Sentía el agradecimiento de su obra, había creado la vida misma, la armonía y el equilibrio. La brisa que antes le acariciaba no era la misma, o quizás sí; sin embargo, lo que era diferente era el modo de sentirla, cómo las caricias transparentes desplegaban su belleza acaramelada, porque había regalado la vida a lo inexistente. Por todo ello, estaba tan contento que comenzó a crear más vidas, más vestidos.

Mientras la seda entrelazaba, la luz se abría paso entre las tinieblas y cuantos más vestidos elaboraba, menos solo se sentía.

En ocasiones, hizo espléndidos trajes que dejaban exhausto a cuan mortal los viese, su desmesurado colorido impregnaba de vida a esas personas bellas, cantarinas y sonrientes, alegres y sinceras.
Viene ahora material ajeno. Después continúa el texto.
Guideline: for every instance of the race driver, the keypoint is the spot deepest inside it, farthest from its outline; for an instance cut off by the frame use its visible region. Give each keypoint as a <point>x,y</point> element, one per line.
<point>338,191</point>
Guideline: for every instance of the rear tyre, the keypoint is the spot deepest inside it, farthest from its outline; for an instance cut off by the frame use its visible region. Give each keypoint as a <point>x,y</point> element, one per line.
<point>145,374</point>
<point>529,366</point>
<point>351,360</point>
Un cúmulo de verdades se mezclaba formando una persona auténtica que demostraba la entrega y esfuerzo que en ella habían puesto.

Sucedía que algunos eran de colores oscuros, que por más que los deshacía y reanudaba, los modificaba o limpiaba cuidadosamente, no recobraban la fortaleza ni el color con que eran hechos; estas vidas se fueron deteriorando con los años, eran envidiosos, avaros y soberbios, pero no intentaban mejorar su comportamiento.
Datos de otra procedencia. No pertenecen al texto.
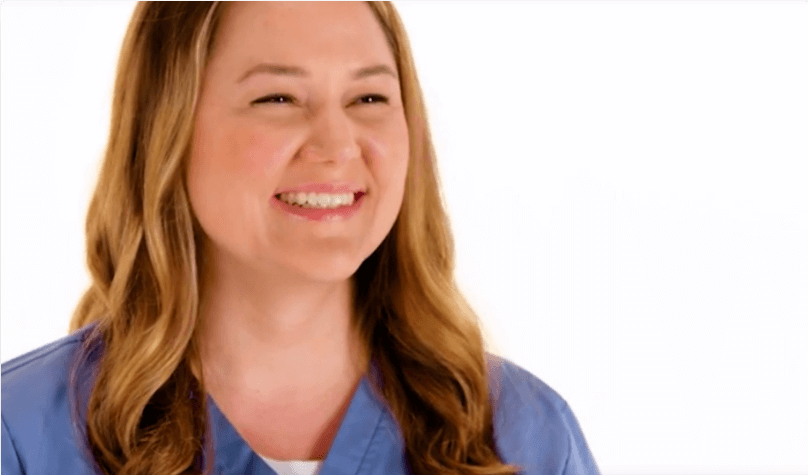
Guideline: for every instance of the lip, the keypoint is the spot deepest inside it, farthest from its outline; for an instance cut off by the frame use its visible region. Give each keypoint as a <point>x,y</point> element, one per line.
<point>323,187</point>
<point>342,213</point>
Otros que el sastre no pudo terminar o se rompieron por tal punto que no existía remiendo alguno que los salvase, fueron vidas con algún problema, agradecidas al sastre porque valoraban el entusiasmo con que las había hecho a pesar de ser personas con almas mutiladas; a algunos les faltaba un brazo, otros sufrían inmovilidad; todos tenían algo por lo que su vida se les hacía más difícil, pero no se daban por vencidos y seguían luchando.

Había también otros atuendos, vestidos muy cuidados y queridos por el maestro porque aunque no destacaban por su belleza, eran resistentes. Sin embargo, estas vidas muchas veces se sentían rechazadas por su sinceridad o bondad; dichos motivos le impulsaron a depositar su confianza en los sencillos, en los débiles y sobre todo en aquellos trajes que lo necesitaban.
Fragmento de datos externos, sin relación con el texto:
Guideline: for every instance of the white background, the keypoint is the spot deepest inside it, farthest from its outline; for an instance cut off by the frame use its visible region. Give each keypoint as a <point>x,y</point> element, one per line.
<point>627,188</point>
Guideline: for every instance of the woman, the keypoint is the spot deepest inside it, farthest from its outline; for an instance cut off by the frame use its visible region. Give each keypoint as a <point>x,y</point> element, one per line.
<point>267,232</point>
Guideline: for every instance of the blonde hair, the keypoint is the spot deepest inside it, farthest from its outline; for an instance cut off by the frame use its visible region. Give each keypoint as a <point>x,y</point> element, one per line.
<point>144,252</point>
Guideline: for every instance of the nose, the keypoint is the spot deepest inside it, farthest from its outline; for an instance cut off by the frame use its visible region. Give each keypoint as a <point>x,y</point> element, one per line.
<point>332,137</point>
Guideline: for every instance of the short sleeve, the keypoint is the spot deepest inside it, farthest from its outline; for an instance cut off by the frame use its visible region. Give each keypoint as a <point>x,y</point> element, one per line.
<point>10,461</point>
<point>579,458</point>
El sastre, nunca se cansó de elaborar obras de arte, a las que quería y trataba como sangre de su sangre; tanto a los vestidos bonitos como a los feos, a los agradecidos o no, a los colores oscuros o a los brillantes, porque él no era rencoroso con los desagradecidos; al contrario, su ley era el amor.

Cada tarde, daba gracias a la monotonía por haberle inducido al entretenimiento; pero no se olvidó del Sol o de la Luna, sus íntimos confidentes; ahora cada atardecer era un nuevo resurgir. La soledad se había convertido en amor, un amor que llamaba a cada persona, un amor indestructible. Lo que antes era una ínfima partícula del Universo, ahora era un alma correteando por los verdes prados contagiando la pandemia de la felicidad.

Jamás se volvió a sentir triste o solitario y ese lejano pueblo se hizo día a día más cercano, más familiar; pudo así comprobar que unos cuerpos son como flores, otros como puñales, otros como cintas de agua.